Repository files navigation

T3 chomper

Parse data from Pion Sirius T3 instrument XML files

WARNING HIGHLY WIP

Instructions

Installation

First clone and install the repo

git clone git@github.com:OpenADMET/t3-chomper.git
cd t3-chomper
pip install -e . 

Or download and install a whl file from a release

pip install t3_chomper-0.1.5-py3-none-any.whl 

Parsing data files

One can then parse file(s) from the T3 instrument using the CLI. One can parse from one file or a directory of t3r result files. The user must specify whether you are parsing pka data or logp data with the --protocol argument. Parsed results will be written to a csv file.

# Extract pka data from a file named my_data.t3r to pka_output.csv
t3_extract my_data.t3r --protocol pka --output pka_output.csv

# Extract logp data from a directory /home/data/logp_files to logp_output.csv
t3_extract /home/data/logp_files/ --protocol logp --output logp_output.csv

# Extract pka data from a file and write to stdout
t3_extract my_data.t3r --protocol pka 

Generating experiment imports

One can also generate CSV import files for creating experiments. For this, one needs a registration file with sample information and a pKa data file with estimated pKas. There are several defined experimental tray layouts which can be listed by viewing the help dialog:

t3_gencsv --help

The registration file should have the following columns (column names are case-insensitive):

Column Description
sample compound/sample ID (must match pKa data file)
well well in plate
mw molecular weight
fw formula weight
mg mass in mg

The pKa data file can be in one of two formats:

Short pKa data file format:

The short format includes one row for each compound and one column for all pKas per compound. It uses the same comma-separated format that the T3 instrument uses.

Column Description
sample compound/sample ID (must match registration file)
reformatted_pkas comma-separated list of pKas and types in ascending order: e.g. "ACID,2.5,BASE,9.3"

Long pKa data file format:

The long format includes one row for each pKa. Compounds with multiple pKas will appear in multiple rows.

Column Description
sample compound/sample ID (must match registration file)
pka_value value of pka
pka_type type of pka ("acid" or "base")

Filtering/Limiting Entries

One can limit the entries that are used in the experiment by filtering samples in the regi file by including a filter file with the --filter-file argument. The filter file just needs one column sample that matches samples in the regi file. Only samples found in the filter file will progress to subsequent steps for generating experiment files.

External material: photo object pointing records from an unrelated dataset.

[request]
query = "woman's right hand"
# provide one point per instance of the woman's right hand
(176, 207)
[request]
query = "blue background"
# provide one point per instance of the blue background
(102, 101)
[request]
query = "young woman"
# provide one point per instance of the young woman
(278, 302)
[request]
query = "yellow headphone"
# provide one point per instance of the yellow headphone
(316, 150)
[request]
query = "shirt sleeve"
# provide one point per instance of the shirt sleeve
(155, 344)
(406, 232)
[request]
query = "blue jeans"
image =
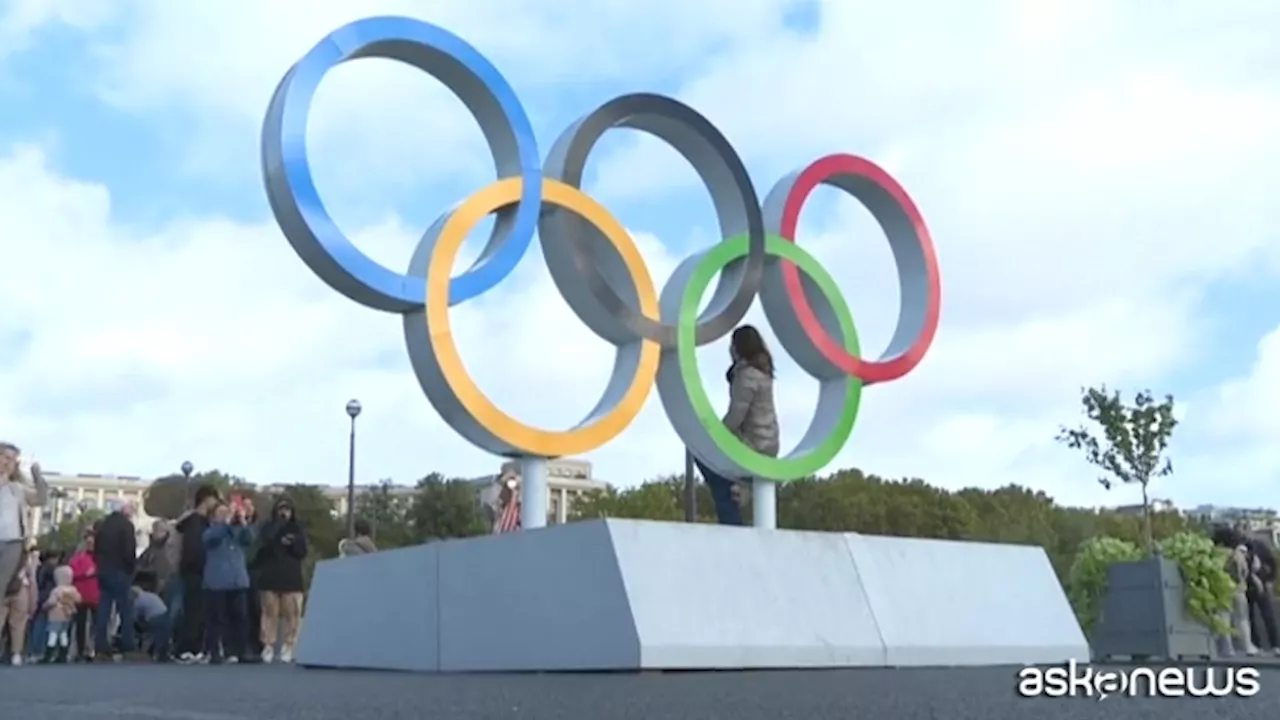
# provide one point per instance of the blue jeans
(118, 596)
(173, 597)
(225, 624)
(159, 630)
(727, 511)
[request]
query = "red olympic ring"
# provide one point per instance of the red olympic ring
(830, 171)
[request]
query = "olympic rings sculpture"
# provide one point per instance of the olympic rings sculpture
(597, 267)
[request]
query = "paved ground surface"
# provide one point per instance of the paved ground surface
(275, 692)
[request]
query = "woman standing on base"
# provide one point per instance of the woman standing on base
(750, 417)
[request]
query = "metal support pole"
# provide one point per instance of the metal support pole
(351, 482)
(764, 504)
(690, 490)
(533, 492)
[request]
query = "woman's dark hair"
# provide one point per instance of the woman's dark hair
(749, 346)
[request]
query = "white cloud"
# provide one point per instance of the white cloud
(1087, 171)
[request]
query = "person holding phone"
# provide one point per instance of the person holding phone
(279, 580)
(225, 584)
(22, 486)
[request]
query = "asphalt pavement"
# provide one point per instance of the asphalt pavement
(147, 692)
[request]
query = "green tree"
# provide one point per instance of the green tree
(661, 499)
(388, 514)
(1133, 441)
(446, 509)
(172, 495)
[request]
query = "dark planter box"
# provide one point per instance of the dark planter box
(1144, 615)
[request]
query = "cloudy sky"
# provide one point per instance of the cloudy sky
(1100, 180)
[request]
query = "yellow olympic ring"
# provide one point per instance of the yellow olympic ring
(594, 431)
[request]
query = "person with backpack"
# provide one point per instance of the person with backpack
(1261, 592)
(1240, 568)
(282, 550)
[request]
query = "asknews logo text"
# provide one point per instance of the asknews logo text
(1078, 679)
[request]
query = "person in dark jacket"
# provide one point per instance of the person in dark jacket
(187, 604)
(1260, 593)
(279, 579)
(115, 550)
(225, 584)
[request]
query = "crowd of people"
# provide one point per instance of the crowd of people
(218, 584)
(1253, 568)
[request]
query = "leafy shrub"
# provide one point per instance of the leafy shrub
(1208, 587)
(1087, 579)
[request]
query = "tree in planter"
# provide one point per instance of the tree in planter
(1208, 588)
(1133, 441)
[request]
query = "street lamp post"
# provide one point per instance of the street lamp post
(188, 492)
(352, 411)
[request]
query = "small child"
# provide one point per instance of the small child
(62, 610)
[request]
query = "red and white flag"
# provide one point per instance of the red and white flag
(508, 520)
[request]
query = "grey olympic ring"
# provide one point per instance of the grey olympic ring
(576, 251)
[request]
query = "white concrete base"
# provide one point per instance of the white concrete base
(627, 595)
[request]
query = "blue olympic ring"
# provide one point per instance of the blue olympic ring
(296, 203)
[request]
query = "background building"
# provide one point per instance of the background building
(567, 479)
(69, 496)
(73, 495)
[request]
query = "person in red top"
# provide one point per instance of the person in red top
(85, 578)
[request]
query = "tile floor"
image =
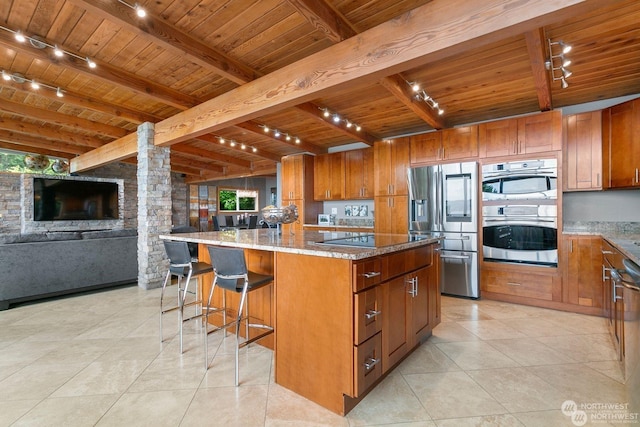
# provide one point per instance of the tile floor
(96, 359)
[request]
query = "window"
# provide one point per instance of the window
(234, 200)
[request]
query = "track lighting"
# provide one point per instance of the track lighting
(140, 12)
(38, 43)
(20, 79)
(336, 118)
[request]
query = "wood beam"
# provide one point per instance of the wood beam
(107, 74)
(397, 85)
(26, 142)
(171, 38)
(216, 157)
(61, 119)
(49, 133)
(428, 33)
(325, 19)
(256, 128)
(536, 46)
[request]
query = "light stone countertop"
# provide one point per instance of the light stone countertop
(304, 243)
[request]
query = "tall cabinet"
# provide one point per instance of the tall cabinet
(297, 188)
(391, 199)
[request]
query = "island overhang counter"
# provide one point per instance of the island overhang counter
(346, 307)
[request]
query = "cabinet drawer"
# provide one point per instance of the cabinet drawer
(366, 273)
(367, 314)
(368, 363)
(524, 284)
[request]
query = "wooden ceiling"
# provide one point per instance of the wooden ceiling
(187, 52)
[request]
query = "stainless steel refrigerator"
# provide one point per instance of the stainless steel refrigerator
(444, 200)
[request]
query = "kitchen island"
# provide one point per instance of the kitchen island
(347, 307)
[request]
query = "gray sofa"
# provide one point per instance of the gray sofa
(43, 265)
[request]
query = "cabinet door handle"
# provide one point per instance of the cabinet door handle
(372, 313)
(369, 364)
(370, 274)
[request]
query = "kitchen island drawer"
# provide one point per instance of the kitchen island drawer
(368, 363)
(523, 284)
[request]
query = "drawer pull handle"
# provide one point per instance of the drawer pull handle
(372, 313)
(368, 365)
(371, 274)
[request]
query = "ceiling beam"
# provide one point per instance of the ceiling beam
(536, 46)
(398, 86)
(325, 19)
(171, 38)
(314, 111)
(50, 133)
(216, 157)
(65, 120)
(428, 33)
(106, 73)
(257, 128)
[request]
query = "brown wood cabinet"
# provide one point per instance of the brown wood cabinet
(621, 145)
(329, 172)
(297, 189)
(359, 173)
(582, 151)
(448, 144)
(391, 158)
(582, 268)
(524, 135)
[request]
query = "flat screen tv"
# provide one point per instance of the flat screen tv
(70, 199)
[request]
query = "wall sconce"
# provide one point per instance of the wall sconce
(557, 63)
(38, 43)
(18, 78)
(421, 95)
(337, 119)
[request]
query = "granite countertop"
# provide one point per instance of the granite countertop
(304, 243)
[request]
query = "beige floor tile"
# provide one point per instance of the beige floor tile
(504, 420)
(10, 411)
(491, 329)
(518, 389)
(159, 408)
(427, 358)
(229, 406)
(528, 352)
(392, 401)
(103, 378)
(452, 395)
(286, 408)
(470, 355)
(68, 411)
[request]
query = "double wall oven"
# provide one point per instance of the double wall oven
(520, 213)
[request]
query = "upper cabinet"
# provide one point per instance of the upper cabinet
(582, 151)
(391, 158)
(621, 145)
(449, 144)
(524, 135)
(329, 175)
(359, 174)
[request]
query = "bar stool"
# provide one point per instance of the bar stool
(182, 267)
(231, 274)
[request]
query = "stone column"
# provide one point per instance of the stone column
(154, 207)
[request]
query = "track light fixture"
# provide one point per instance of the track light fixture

Available experiment layouts

TrayFormat Description
fastuvpska 47 samples per tray, with one calibration
phmetric 24 samples per tray, with 1x cleanup step after each
uvmetric 24 samples per tray, calibration before each sample
logp 16 samples per tray, with 2x cleanup steps after each

Files for each tray will be generated in the output directory provided with the --output argument.

Examples

# Generate csv experiment import files with fastuvpska format
t3_gencsv --regi <registration file> --pka <pKa data file> --protocol fastuvpska --output <new_pka_experiment_dir>

# Generate csv experiment import files with logp format (solvent is required)
t3_gencsv --regi <registration file> --pka <pKa data file> --protocol logp --logp-solvent octanol --output <new_logp_experiment_dir>

# Generate csv experiment import files with phmetric tray format and only include samples listed in the filter file
t3_gencsv --regi <registration file> --filter-file <filter_file> --pka <pKa data file> --protocol phmetric --output <new_logp_experiment_dir>

# Generate csv with custom concentration (20 mM) and volume (10 µL)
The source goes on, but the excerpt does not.